The story is told from the perspective of John’s son, Owen Brown, a furtive, lonely soul bound intractably in a strange love-hate relationship with his father.
John Brown the historical figure is revealed to be a man. Deeply devout, often contradictory and hypocritical, a father married twice who had to witness the death of 10 of his own children throughout his life.
I don’t know how appealing this book is to normal people. A lot of the story is about homesteading, actually. The Brown family is forced to pick up and move often, finally settling into the Adirondacks. The slow turn of the seasons brings new crops, fresh generations of sheep, cabins going up. Hides are tanned and sold to pay off debts that never subside. It is peaceful, in a way, but that peace sits uneasily against the backdrop of a political system preparing to explode.
The story has a lot to say about political violence.

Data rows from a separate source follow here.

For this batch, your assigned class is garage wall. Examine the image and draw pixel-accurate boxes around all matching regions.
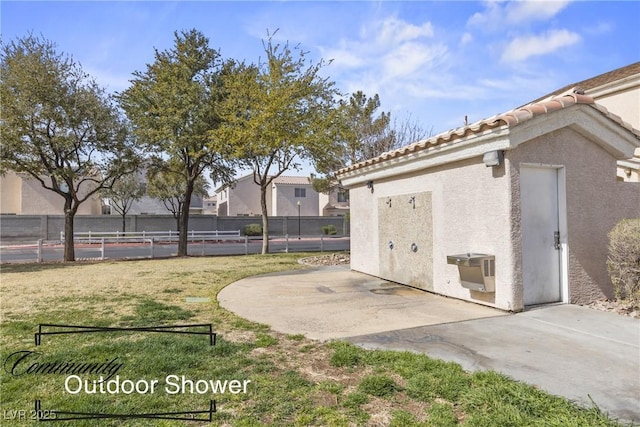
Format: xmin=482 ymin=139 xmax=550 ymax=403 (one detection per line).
xmin=506 ymin=128 xmax=640 ymax=304
xmin=350 ymin=157 xmax=522 ymax=310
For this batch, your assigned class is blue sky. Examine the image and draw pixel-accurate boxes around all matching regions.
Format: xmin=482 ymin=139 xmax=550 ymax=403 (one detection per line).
xmin=0 ymin=1 xmax=640 ymax=174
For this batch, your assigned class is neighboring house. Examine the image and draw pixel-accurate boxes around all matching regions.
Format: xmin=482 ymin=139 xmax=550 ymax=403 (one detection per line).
xmin=216 ymin=174 xmax=320 ymax=216
xmin=0 ymin=171 xmax=102 ymax=215
xmin=320 ymin=188 xmax=349 ymax=216
xmin=202 ymin=194 xmax=218 ymax=215
xmin=534 ymin=62 xmax=640 ymax=182
xmin=337 ymin=90 xmax=640 ymax=311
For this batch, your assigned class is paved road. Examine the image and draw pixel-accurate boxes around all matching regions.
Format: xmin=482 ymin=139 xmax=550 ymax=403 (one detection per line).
xmin=0 ymin=237 xmax=349 ymax=262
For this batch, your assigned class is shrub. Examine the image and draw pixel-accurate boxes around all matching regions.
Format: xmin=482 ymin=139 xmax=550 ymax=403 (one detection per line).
xmin=322 ymin=224 xmax=338 ymax=236
xmin=242 ymin=224 xmax=262 ymax=236
xmin=607 ymin=218 xmax=640 ymax=308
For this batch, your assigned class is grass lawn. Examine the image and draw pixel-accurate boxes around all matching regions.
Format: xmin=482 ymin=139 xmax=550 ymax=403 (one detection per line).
xmin=0 ymin=254 xmax=632 ymax=427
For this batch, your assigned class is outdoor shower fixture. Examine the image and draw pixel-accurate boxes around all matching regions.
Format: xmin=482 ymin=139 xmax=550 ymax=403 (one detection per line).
xmin=447 ymin=252 xmax=496 ymax=292
xmin=367 ymin=181 xmax=373 ymax=193
xmin=409 ymin=196 xmax=416 ymax=209
xmin=482 ymin=150 xmax=504 ymax=167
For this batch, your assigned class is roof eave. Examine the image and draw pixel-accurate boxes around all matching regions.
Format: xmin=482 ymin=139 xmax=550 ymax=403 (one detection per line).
xmin=337 ymin=125 xmax=509 ymax=188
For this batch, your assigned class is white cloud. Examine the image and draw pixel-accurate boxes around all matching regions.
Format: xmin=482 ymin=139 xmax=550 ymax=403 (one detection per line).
xmin=467 ymin=0 xmax=570 ymax=31
xmin=382 ymin=43 xmax=447 ymax=78
xmin=506 ymin=0 xmax=569 ymax=24
xmin=501 ymin=30 xmax=580 ymax=62
xmin=320 ymin=15 xmax=450 ymax=113
xmin=376 ymin=16 xmax=433 ymax=46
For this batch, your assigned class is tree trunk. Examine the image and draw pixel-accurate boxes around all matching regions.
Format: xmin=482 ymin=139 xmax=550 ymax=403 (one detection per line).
xmin=260 ymin=184 xmax=269 ymax=255
xmin=178 ymin=182 xmax=193 ymax=256
xmin=64 ymin=199 xmax=78 ymax=262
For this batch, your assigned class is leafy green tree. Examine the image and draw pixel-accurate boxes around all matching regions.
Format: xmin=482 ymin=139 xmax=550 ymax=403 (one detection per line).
xmin=0 ymin=35 xmax=139 ymax=261
xmin=211 ymin=36 xmax=338 ymax=254
xmin=147 ymin=162 xmax=209 ymax=234
xmin=119 ymin=30 xmax=233 ymax=256
xmin=102 ymin=172 xmax=146 ymax=232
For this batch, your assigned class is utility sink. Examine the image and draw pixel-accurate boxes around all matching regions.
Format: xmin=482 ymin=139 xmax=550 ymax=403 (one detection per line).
xmin=447 ymin=252 xmax=496 ymax=292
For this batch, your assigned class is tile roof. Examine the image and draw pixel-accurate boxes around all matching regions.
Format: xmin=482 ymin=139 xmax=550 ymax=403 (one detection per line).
xmin=337 ymin=90 xmax=640 ymax=174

In the 19th century, Americans were grappling with a deeply divided congress over the twin issues of frontier expansion and the expansion of slavery with it. Does the institution of slavery justify violence? For John Brown and his family, the terrible job of fighting for the freedom of the enslaved black man seems unavoidable. The terrible purpose grows and grows until the first shot is finally fired. Tthe sentiments expressed throughout the novel are strangely very relatable, depsite taking place in a time period before instant communication over the internet. We are a people divided, both then and now.
Pete Larkin’s voice is deep as the earth. He is the perfect man to voice a devoted puritan farmer trying to do the lord’s work with his own two hands.
The future?
This year, I am already listening to a long podcast on the history of Taiwan. Not sure where else my interests will take me. All of the audio books from 2025 were so strange, yet they managed to fit together well. Good writing transcends genre! And a great reader can elevate any book into a masterpiece.